I admit it. I am a tzatziki snob. I can’t help it. Once you’ve had really good tzatziki, and it totally makes your meal perfect – settling for sub par just makes you sad.
I will eat good tzatziki multiple ways:
- On souvlaki (pork, chicken or lamb) and gyro
- Mixed into a big serving of rice – this is pure comfort food for me
- Slathered onto toasted pita bread
- As a dip for thin pretzel chips (don’t knock it til you’ve tried it)
- With a spoon 😊
So, I believe, I’ve perfected (at least for my taste) tzatziki and I am willing to share the recipe with you dear reader so that you may join me in the land of tzatziki snobs 😊
- 1 cup PLAIN Greek Yogurt (I capitalized plain because I have vanilla Greek Yogurt in my refrigerator as well, and have almost made a tragic mistake). I use fat free – since the Greek Yogurt is nice and thick and has such a nice mouth feel – I don’t need to use full fat.

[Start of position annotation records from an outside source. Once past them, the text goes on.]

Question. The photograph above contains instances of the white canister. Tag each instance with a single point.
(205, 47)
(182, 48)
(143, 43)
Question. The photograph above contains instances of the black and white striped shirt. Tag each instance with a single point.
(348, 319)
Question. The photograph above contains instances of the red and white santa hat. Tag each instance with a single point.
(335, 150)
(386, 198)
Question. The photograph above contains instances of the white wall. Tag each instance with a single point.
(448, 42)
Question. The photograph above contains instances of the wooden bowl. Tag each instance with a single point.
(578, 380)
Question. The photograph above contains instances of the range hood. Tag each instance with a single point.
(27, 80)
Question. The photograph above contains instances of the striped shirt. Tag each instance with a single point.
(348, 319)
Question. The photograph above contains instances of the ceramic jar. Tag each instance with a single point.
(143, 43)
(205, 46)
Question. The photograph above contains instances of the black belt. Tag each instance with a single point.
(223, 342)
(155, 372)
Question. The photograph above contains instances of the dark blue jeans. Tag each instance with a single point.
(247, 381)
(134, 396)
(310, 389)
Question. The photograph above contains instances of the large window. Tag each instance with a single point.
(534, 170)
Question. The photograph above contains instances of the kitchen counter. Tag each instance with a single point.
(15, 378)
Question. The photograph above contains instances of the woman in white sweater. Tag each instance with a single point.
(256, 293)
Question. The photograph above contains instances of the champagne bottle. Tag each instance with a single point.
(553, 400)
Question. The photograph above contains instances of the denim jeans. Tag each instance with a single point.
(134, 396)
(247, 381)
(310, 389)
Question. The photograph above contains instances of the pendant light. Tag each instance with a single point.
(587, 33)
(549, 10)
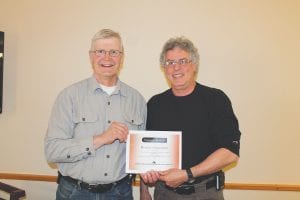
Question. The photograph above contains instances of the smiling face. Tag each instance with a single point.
(180, 76)
(106, 67)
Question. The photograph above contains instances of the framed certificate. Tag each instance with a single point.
(153, 150)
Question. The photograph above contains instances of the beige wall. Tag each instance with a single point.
(249, 49)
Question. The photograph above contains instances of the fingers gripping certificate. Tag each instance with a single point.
(153, 150)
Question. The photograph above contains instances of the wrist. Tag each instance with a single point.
(190, 175)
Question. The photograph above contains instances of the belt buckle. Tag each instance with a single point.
(101, 188)
(185, 189)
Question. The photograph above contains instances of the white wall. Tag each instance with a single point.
(249, 49)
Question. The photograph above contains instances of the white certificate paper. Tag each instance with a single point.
(153, 150)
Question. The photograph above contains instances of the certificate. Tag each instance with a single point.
(153, 150)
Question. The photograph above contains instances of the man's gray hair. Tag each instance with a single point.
(104, 34)
(184, 44)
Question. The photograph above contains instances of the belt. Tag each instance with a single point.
(218, 181)
(95, 188)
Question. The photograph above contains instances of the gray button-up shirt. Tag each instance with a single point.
(82, 111)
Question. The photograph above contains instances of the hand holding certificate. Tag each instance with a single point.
(153, 150)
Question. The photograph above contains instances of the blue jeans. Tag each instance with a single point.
(71, 191)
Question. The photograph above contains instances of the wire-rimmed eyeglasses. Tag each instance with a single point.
(111, 53)
(182, 61)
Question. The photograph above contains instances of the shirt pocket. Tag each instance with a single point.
(133, 121)
(85, 124)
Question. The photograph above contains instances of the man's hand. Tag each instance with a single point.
(173, 177)
(150, 177)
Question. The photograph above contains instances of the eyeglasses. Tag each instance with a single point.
(111, 53)
(182, 61)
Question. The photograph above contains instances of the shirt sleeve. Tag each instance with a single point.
(225, 124)
(60, 144)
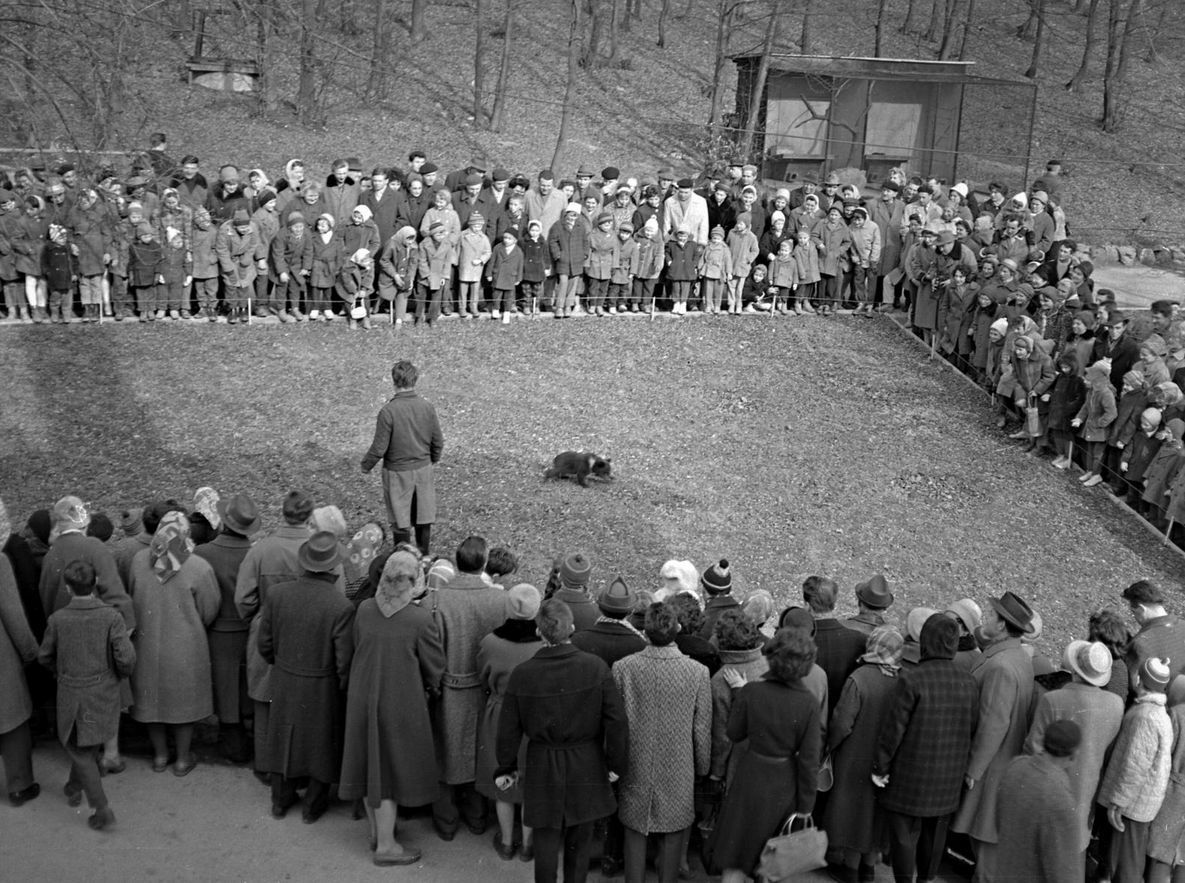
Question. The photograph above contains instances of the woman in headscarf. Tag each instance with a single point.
(389, 756)
(500, 652)
(17, 648)
(175, 597)
(852, 818)
(779, 769)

- 1/4 cup sour cream. This is one of the secrets. It seems to smooth out all of the “edges” of the individual ingredients and brings them together in one amazing flavor.
- 1/2 English cucumber– peeled
- 2 cloves garlic minced
- 1/4 cup fresh dill chopped – please use fresh. There is nothing like the aroma of fresh dill.

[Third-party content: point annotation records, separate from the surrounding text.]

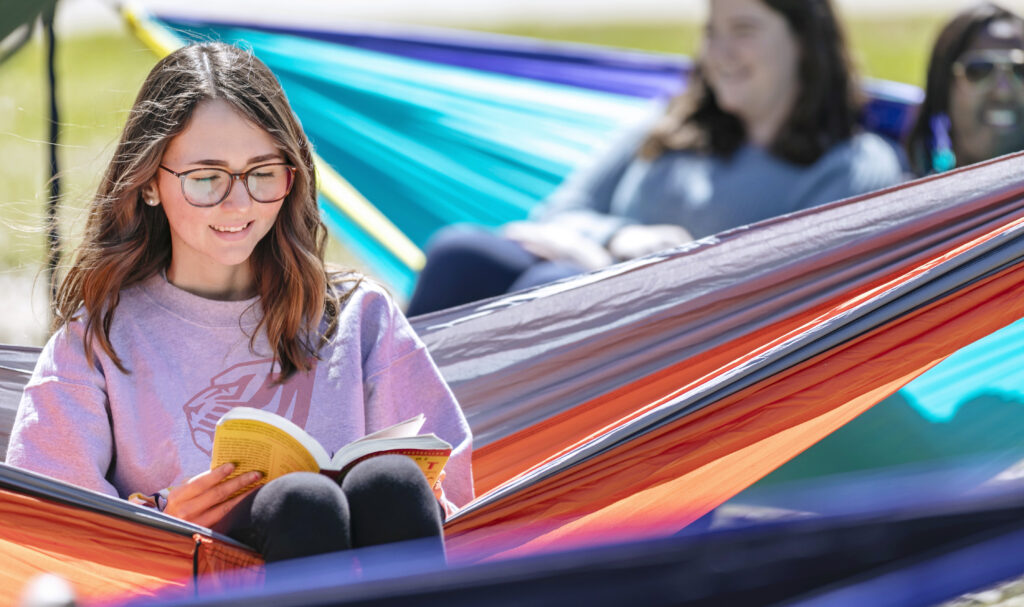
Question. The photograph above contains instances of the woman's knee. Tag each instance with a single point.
(284, 512)
(390, 501)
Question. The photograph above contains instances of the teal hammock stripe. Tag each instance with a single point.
(968, 410)
(431, 144)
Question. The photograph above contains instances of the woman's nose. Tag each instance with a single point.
(238, 194)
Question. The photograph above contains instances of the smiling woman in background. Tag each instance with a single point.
(974, 98)
(768, 125)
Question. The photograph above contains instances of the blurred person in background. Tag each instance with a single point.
(767, 126)
(974, 97)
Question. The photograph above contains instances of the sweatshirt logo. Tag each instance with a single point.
(248, 384)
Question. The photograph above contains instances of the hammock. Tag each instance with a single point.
(427, 128)
(677, 380)
(776, 335)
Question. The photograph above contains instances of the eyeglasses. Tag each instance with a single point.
(981, 68)
(209, 187)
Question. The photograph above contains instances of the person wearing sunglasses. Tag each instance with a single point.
(200, 286)
(974, 98)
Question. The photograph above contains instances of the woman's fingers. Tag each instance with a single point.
(208, 491)
(213, 515)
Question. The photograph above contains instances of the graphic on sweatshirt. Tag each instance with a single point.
(248, 384)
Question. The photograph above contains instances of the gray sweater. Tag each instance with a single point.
(190, 361)
(707, 194)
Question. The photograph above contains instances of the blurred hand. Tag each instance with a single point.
(206, 497)
(636, 241)
(438, 491)
(555, 243)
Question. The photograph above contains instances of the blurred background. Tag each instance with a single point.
(100, 66)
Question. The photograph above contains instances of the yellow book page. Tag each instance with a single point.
(431, 465)
(431, 462)
(251, 444)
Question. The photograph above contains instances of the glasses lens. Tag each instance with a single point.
(978, 70)
(1018, 70)
(206, 186)
(268, 183)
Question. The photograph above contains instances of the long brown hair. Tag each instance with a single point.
(825, 112)
(954, 38)
(126, 241)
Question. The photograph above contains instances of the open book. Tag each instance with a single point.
(255, 439)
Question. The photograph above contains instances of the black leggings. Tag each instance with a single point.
(380, 501)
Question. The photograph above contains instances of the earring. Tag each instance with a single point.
(943, 158)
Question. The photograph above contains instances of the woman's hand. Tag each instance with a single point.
(555, 243)
(206, 497)
(637, 241)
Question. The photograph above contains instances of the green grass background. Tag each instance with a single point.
(99, 74)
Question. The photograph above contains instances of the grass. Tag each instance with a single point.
(98, 77)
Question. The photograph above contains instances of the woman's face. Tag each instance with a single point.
(752, 62)
(211, 247)
(986, 100)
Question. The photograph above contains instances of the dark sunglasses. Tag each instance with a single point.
(981, 69)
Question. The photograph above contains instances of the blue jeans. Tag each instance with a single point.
(466, 264)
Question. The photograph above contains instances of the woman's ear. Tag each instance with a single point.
(151, 194)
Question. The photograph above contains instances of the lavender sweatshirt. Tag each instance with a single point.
(189, 362)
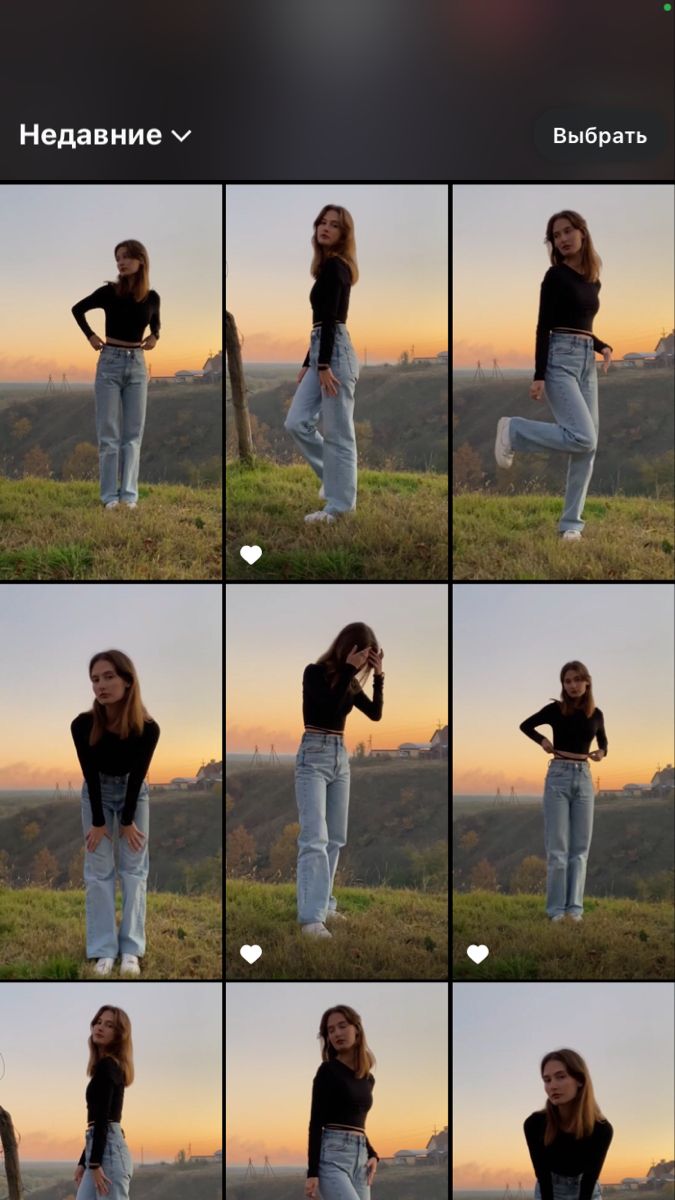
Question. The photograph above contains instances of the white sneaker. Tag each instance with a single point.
(322, 515)
(503, 450)
(316, 929)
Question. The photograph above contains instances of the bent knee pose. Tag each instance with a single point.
(105, 1165)
(115, 742)
(120, 389)
(565, 363)
(341, 1161)
(568, 791)
(332, 687)
(567, 1139)
(328, 376)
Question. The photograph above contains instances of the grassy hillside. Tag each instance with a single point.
(515, 538)
(59, 531)
(635, 433)
(388, 935)
(398, 822)
(185, 839)
(42, 936)
(398, 532)
(632, 841)
(616, 939)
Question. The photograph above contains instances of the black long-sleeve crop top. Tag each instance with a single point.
(567, 1155)
(573, 733)
(125, 317)
(329, 299)
(566, 300)
(328, 707)
(114, 756)
(105, 1101)
(338, 1098)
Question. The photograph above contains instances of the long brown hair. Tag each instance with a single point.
(364, 1055)
(591, 262)
(138, 285)
(345, 249)
(585, 702)
(133, 713)
(120, 1049)
(335, 657)
(585, 1107)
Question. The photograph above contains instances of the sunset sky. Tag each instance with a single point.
(272, 1050)
(48, 633)
(175, 1098)
(501, 1031)
(401, 298)
(274, 630)
(58, 246)
(500, 259)
(509, 645)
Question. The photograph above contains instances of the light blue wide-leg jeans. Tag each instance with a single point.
(334, 455)
(102, 937)
(120, 391)
(322, 792)
(572, 390)
(568, 827)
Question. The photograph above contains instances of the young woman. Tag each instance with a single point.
(332, 687)
(568, 792)
(115, 742)
(105, 1167)
(569, 1138)
(341, 1161)
(121, 381)
(330, 370)
(565, 363)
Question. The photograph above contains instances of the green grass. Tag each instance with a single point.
(59, 531)
(515, 538)
(398, 532)
(42, 936)
(616, 939)
(389, 934)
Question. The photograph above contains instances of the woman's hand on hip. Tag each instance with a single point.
(329, 384)
(357, 658)
(95, 837)
(101, 1181)
(132, 837)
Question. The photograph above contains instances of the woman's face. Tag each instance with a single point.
(574, 684)
(328, 231)
(108, 685)
(126, 264)
(560, 1086)
(103, 1030)
(341, 1035)
(567, 239)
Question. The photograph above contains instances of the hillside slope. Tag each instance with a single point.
(616, 939)
(398, 532)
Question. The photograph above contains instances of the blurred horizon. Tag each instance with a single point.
(500, 259)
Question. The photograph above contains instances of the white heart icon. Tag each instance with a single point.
(250, 953)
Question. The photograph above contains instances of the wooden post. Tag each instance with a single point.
(238, 390)
(9, 1140)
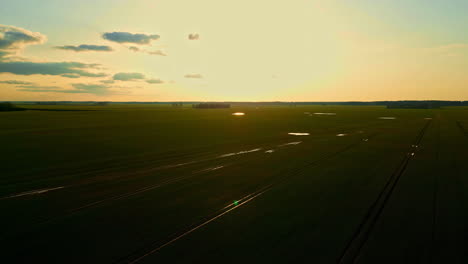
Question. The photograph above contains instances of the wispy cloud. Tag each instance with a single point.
(154, 81)
(16, 82)
(84, 47)
(128, 76)
(194, 36)
(157, 52)
(127, 37)
(96, 89)
(50, 68)
(194, 76)
(14, 39)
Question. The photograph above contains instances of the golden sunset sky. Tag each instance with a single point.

- 1/4 teaspoon Salt and 1/8 teaspoon pepper.
- On the large hole side of a box grater, grate the cucumber. English cucumbers usually don’t have seeds – but if yours does, don’t use the seeds.

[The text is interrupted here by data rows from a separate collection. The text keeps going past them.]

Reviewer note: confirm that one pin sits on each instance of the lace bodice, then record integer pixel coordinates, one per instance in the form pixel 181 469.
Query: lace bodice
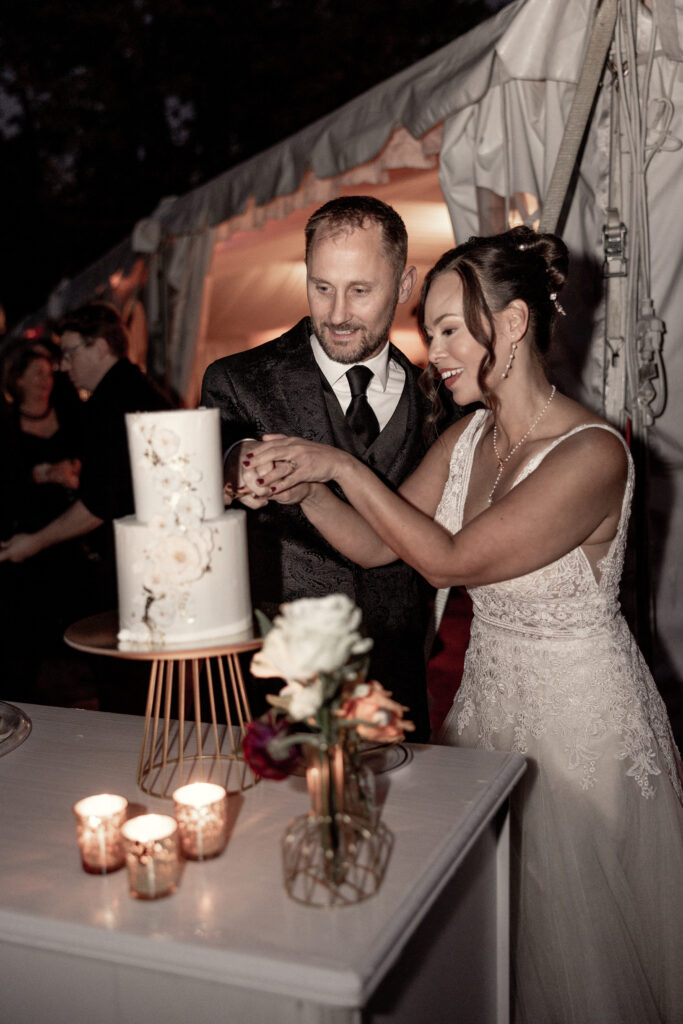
pixel 561 599
pixel 551 655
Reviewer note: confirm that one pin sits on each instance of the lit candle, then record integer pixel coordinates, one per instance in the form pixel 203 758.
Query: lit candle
pixel 201 809
pixel 98 821
pixel 151 842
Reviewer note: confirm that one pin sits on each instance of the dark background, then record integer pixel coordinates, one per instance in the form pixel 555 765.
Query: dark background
pixel 108 107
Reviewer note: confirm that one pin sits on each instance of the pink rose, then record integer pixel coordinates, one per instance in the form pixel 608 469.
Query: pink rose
pixel 382 717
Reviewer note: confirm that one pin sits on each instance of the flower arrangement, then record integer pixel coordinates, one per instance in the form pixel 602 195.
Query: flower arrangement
pixel 315 645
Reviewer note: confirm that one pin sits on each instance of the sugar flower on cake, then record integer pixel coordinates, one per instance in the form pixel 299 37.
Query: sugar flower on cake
pixel 178 558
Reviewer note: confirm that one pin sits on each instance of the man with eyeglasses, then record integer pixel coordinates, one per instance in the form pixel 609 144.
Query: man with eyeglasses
pixel 94 342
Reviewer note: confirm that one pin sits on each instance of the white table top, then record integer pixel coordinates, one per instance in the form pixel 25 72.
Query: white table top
pixel 230 920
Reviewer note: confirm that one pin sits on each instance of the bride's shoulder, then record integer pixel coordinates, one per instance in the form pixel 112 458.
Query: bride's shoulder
pixel 583 433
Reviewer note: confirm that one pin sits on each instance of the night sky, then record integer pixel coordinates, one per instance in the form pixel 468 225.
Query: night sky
pixel 105 108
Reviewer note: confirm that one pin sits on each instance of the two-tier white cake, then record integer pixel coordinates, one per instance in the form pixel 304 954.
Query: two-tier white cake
pixel 181 559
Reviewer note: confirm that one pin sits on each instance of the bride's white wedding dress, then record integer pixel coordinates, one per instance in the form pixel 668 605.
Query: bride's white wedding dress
pixel 553 672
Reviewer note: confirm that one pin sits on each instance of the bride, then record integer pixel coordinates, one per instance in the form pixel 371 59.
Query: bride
pixel 525 502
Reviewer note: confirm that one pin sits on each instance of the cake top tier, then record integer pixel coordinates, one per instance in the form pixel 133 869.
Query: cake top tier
pixel 176 465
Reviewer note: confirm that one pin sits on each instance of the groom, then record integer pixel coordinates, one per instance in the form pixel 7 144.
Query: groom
pixel 356 274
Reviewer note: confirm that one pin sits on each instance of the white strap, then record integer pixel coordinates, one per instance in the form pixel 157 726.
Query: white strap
pixel 582 104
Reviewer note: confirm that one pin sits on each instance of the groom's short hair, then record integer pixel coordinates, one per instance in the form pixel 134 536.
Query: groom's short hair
pixel 350 212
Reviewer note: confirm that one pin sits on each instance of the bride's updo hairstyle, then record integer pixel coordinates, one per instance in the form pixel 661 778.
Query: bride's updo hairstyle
pixel 495 270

- Place the cucumber shreds in a colander lined with a few paper towels and place the colander either in the sink or over a bowl. Lightly salt the cucumbers.
- This will help to draw out some of the liquid. Let them drain about an hour.
- While the cucumber drains, combine the Greek yogurt, sour cream, minced garlic, salt & pepper, and dill in a bowl. Mix in the cucumber shreds and refrigerate at least a few hours before serving.
Leftovers (if any) will keep nicely in the refrigerator (covered) for at least a week.